Les 3 stades de l’amour selon les Grecs de l’Antiquité

By on 18 août 2018

Un amour n’est jamais parfait, mais pour savoir où nous en sommes et nous situer un peu dans la relation que nous vivons actuellement, peut être est-il bon de se rappeler que les grecs anciens pensaient que l’amour peut se présenter sous trois visages différents.

Il y a d’abord l’amour vécu sous le signe d’Eros. L’amour est alors étroitement associé au désir physique. Avec Eros, s’aimer c’est se désirer. Il n’y a pas d’éthique, il n’y a pas de règles.
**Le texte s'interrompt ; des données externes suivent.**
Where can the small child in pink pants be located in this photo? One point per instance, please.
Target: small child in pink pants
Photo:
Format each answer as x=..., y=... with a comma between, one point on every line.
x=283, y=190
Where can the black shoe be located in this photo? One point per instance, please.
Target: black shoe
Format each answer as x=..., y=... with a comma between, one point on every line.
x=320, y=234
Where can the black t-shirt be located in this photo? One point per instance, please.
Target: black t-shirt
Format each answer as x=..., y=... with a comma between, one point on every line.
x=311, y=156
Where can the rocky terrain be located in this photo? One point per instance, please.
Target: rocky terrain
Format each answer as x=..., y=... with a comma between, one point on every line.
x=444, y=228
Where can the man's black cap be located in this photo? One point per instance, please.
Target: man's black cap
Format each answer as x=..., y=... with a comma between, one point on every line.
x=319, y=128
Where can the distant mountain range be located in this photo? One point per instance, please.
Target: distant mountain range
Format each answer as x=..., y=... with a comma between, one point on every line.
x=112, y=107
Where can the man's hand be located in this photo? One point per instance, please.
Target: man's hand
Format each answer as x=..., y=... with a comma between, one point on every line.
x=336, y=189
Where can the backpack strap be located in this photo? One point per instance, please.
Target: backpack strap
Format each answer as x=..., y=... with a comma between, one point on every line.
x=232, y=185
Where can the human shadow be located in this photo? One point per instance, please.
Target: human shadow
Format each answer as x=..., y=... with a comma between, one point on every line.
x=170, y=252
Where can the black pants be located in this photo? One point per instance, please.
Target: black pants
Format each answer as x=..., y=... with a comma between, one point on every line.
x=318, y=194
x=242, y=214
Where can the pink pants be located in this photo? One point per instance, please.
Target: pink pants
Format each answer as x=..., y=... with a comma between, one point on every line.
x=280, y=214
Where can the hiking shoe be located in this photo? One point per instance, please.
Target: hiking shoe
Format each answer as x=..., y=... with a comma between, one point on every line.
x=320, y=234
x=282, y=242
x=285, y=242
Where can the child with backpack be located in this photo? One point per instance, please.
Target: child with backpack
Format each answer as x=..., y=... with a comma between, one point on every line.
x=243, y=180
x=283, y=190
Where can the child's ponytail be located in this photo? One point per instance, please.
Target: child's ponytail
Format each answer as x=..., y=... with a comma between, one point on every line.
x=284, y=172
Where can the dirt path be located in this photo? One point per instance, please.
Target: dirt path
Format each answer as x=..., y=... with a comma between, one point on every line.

La relation à l’autre n’est pas une relation à une personne entière, c’est une relation d’objet. Et si elle se poursuit sous le seul signe d’Eros, dont le but est d’atteindre l’exaltation suprême, le risque est grand pour chacun des partenaires de sombrer dans l’angoisse du manque chaque fois que s’interrompent les temps de l’étreinte. Pour finir dans la violence ou dans l’ennui.

L’amour peut aussi être vécu sous le signe de Philia, c’est-à-dire de l’amour-amitié. C’est un amour fait de complicités, de partages et d’échanges, dans lequel je suis heureux du bonheur de l’autre comme du mien et cela même quand je n’y suis pas associé.

Et enfin, l’amour peut être vécu sous le signe d’Agapé, c’est-à-dire d’un amour qui s’ouvre à tous les autres êtres pour se répandre le plus généreusement possible.

Si nous voulons bâtir une relation solide, il nous faudra peut-être envisager l’amour sous ces trois facettes. Dés lors nous aurons à cœur, certes, de vivre des moments intenses de fusion amoureuse sous le signe d’Eros, mais aussi de communiquer dans l’amitié et de nous ouvrir sur le monde.